Yamural me révélait tout simplement comment il comptait participer à la gestion d’Alpha-Park. En se « substituant » progressivement à nous...

J’avais peine à contenir la sueur qui ourlait mon front. Je ne voulait pas qu’il apprenne que j’avais recouvré ma mémoire...

— Votre... votre peau, observai-je. C’est un handicap insurmontable.

— Non. Nous l’avons surmonté, annonça-t-il. Grâce à notre équipe de chercheurs. Nos biochimistes peuvent rendre jaune notre peau. Donc, toutes les conditions sont requises pour que nous passions à l’offensive...

Il m’emmena, avec San, dans les laboratoires sans doute moins sophistiqués que ceux de la Compagnie. N’empêche. Des indigènes à peau rouge travaillaient là...

— C’est Rudy Quers, et ensuite son fils, qui nous ont enseigné la science, qui ont fait de nous un petit peuple civilisé. Et non pas de vulgaires paquets de saindoux, comme vous, les Jaunes, au service exclusif de la Compagnie...

Il ajouta vivement car il s’aperçut que je grimaçais :

— Je n’ai pas d’animosité contre les Jaunes. Au contraire, je les plains. Et nous agissons en sorte pour que leurs conditions s’améliorent, pour qu’ils retrouvent la dignité qu’ils ont perdue...

Je ne tombai pas dans le panneau. Je n’allais pas leur dire que j’étais un Terrien dégénéré ! Mais je m’interrogeais sérieusement sur ce que Klaine pouvait tirer de ma présence ici. À mon avis, je ne l’aidais d’aucune façon. Il ne m’avait fait suivre par aucun véhicule pendant le voyage vers la vallée des sauriens.

Attendait-il que mon « double » sorte de l’antre et rejoigne la ville ? Attendait-il qu’un « nouveau » Imra San naisse pour le neutraliser ?

Peut-être...

Mais Norman connaissait-il vraiment les plans de Yamural ? Savait-il que les Rouges préparaient l’« échange » progressif des Jaunes ?

Pour l’instant, je voyais une chose. Avec San, nous étions correctement « évincés » et on se retrouva dans une cellule, avec interdiction d’en sortir.

Nous n’étions pas mal traités. Ce qui m’enrageait le plus, c’était d’imaginer que deux individus ayant notre visage, notre couleur de peau, notre apparence, iraient s’intégrer chez les autochtones jaunes. Et ces derniers n’y verraient que du feu !

Ensuite, la substitution gagnerait de proche en proche. Elle s’étendrait comme une lèpre, insidieuse.

Elle s’échelonnerait peut-être sur des années mais elle s’avérait irréversible si rien ne l’arrêtait. Et puis, que feraient-ils des Jaunes ?

Je ne pensais pas qu’un homme comme Yamural se contenterait d’une simple gestion administrative. Il irait jusqu’au bouleversement intégral d’Alpha-Park.
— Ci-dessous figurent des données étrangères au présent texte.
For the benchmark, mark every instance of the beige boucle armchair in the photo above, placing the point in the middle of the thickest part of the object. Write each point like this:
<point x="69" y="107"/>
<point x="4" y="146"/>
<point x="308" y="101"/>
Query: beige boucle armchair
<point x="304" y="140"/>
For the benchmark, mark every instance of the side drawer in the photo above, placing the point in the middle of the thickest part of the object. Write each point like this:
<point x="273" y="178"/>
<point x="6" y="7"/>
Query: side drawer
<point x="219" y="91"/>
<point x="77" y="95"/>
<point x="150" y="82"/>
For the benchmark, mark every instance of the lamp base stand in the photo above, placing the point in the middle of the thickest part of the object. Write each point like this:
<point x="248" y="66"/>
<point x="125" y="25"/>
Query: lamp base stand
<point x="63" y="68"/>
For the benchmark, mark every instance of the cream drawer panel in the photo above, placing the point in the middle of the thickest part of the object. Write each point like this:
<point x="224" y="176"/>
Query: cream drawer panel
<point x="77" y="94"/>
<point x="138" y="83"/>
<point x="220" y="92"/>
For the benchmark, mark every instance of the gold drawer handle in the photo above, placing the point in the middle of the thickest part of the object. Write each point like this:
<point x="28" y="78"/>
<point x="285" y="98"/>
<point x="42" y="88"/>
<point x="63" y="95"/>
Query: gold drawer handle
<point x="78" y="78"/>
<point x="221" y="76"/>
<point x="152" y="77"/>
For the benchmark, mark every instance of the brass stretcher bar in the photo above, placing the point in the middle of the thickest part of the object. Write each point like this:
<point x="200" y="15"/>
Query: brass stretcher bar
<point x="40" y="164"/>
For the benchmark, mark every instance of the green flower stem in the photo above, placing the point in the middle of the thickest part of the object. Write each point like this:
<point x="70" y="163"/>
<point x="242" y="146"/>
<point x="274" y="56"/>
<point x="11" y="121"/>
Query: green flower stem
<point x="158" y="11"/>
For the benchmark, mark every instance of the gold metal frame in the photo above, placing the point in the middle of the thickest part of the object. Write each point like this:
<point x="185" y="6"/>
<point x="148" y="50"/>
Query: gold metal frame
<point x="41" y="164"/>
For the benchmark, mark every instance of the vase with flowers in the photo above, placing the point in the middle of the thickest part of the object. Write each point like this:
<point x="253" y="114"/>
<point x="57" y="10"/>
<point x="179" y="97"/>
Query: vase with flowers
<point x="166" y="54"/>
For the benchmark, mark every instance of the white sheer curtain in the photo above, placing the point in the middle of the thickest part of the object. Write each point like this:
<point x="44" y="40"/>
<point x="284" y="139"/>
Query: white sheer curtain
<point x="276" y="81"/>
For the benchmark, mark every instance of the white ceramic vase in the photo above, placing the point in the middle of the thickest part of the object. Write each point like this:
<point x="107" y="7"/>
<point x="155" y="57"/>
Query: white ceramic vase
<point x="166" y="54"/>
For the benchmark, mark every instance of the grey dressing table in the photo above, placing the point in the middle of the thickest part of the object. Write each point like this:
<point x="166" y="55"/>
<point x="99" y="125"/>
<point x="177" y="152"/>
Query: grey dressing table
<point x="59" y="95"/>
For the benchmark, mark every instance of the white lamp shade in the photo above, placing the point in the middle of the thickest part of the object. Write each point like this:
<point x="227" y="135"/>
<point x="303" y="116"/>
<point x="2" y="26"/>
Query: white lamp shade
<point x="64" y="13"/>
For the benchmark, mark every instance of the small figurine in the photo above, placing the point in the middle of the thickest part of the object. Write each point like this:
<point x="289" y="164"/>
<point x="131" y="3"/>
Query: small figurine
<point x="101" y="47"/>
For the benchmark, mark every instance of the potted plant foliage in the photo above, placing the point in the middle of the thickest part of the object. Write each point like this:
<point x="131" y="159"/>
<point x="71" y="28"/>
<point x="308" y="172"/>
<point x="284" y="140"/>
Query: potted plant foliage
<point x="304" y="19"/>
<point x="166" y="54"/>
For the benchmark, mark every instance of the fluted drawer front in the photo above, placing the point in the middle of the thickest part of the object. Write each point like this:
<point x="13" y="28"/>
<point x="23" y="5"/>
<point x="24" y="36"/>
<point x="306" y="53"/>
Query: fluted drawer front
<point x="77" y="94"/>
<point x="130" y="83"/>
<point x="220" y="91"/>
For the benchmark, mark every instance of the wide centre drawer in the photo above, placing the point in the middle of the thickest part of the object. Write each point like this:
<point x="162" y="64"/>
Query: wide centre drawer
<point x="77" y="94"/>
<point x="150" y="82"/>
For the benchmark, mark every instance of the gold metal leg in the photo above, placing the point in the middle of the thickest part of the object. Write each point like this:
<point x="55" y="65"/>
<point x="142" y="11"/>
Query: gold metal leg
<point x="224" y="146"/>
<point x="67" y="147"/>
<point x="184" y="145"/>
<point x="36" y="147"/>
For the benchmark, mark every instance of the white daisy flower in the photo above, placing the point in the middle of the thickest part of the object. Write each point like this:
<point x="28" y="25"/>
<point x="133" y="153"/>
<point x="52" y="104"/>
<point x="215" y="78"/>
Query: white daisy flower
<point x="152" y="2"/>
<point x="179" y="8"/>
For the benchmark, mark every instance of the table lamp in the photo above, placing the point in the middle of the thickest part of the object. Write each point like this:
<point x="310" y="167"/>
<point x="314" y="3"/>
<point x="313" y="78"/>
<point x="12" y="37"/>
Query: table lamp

Mais pour faire quoi, à la place ?

 

 

Nous dormions, San et moi. Nous fûmes réveillés en sursaut par un certain remue-ménage. Des cris. Des ordres brefs. Des claquements qui ressemblaient à des décharges électriques...

Puis la porte de notre cachot s’ouvrit. Klaine parut.

— Ça va ? demanda-t-il, le front rembruni.

— Oui, confirmai-je. Mais que se passe-t-il et comment es-tu arrivé jusque-là ?

— Vous nous avez guidés jusqu’à l’antre, révéla Norman.

Je sortis de la cellule. Je me heurtai à un groupe de Rouges, dans le couloir. Ils étaient figés, immobiles. J’en découvris d’autres un peu partout, dans des positions bizarres : debout, assis, couchés. Raides, comme gelés...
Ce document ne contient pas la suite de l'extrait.